Executive Summary
There is widespread consensus that open and freely available AI models benefit research. Yet there is a lack of empirical evidence detailing how this relationship manifests. This report aims to fill this gap by investigating the use of open large language models (LLMs) in published research, overviewing what organizations and countries use them most frequently, and considering their wider impact on research. To this end, we identify and analyze more than 250 publications that use open models in ways that require access to model weights, and derive a taxonomy of use cases that openly available model weights exclusively or predominantly enable. We then review more than 130 publications that use closed models to compare use cases when model weights are and are not openly available.

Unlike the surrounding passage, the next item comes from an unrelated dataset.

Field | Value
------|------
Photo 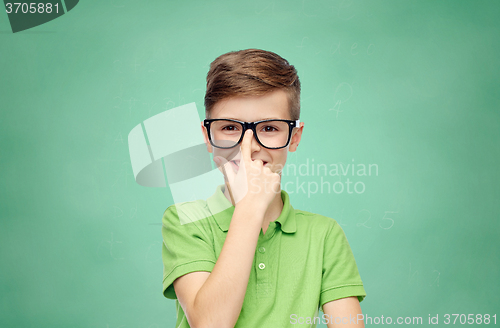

Our analysis finds that open models enable a more diverse range of use cases than closed models. Of the eight high-level use cases for AI models we identified, five are exclusively enabled by access to model weights, two predominantly require weights, and one does not require weights. Those requiring weights include continuously pretraining models to expand their general knowledge, compressing models to improve their efficiency, combining different models or synchronizing their modalities (e.g., text and imagery), and measuring the functionality of models on hardware or the performance of hardware when running models.
Two use cases predominantly require access to weights: fine-tuning models for particular tasks or domains, and examining model internals to interpret their functionality. While some closed model application programming interfaces (API) allow for these use cases, the access offered is generally very limited and does not, for example, allow for customized fine-tuning or granular examination of model internals. These APIs are therefore generally less useful to researchers for these use cases, and most studies assessed in this report that conducted model fine-tuning or examination required access to model weights.
The final use case is prompting, which we define as any form of input-output probing. Prompting allows for the evaluation of model performance, capabilities, alignment, and safety, among other things, and requires only minimal access to a model through a web or programming interface, so it can be conducted on both open and closed models. In our sample of papers that used closed models, researchers engaged almost exclusively in model prompting.
These open model use cases allow researchers to investigate a wider range of questions, explore more avenues of experimentation, and implement and demonstrate a wider range of techniques than if they only had access to closed models. For example, researchers can custom fine-tune or continuously pretrain open models to study how a model’s performance or behavior changes with the introduction of new datasets and techniques, or examine open models to assess how their internal parameters and processes contribute to and influence model behaviors, which is an important enabler of AI interpretability and auditing. We note that some researchers may prefer to use closed models, especially for prompting, as state-of-the-art models tend to be closed, often come with convenient user interfaces and APIs, and do not require the user to download and run the model on custom computing infrastructure. Notwithstanding such factors, we find that access to open models can support advances in important areas of research beyond what is possible with closed models.
When it comes to the types of authors and organizations conducting research that use open models, we find that nearly 90% and 50% of the papers in our sample were produced by researchers at academic institutions and companies, respectively, with about 35% being written in collaboration by authors at these types of organizations. While open models can be beneficial to lower-resource academic organizations, the prevalence of academia in our sample is likely due to the fact they are more likely to publish their research. We also find that the majority of papers that use open models in our sample are produced by researchers at U.S. organizations (64%), followed by Chinese organizations (38%), which reflects broader trends in AI research output, as well as the predominance of English language research in our sample.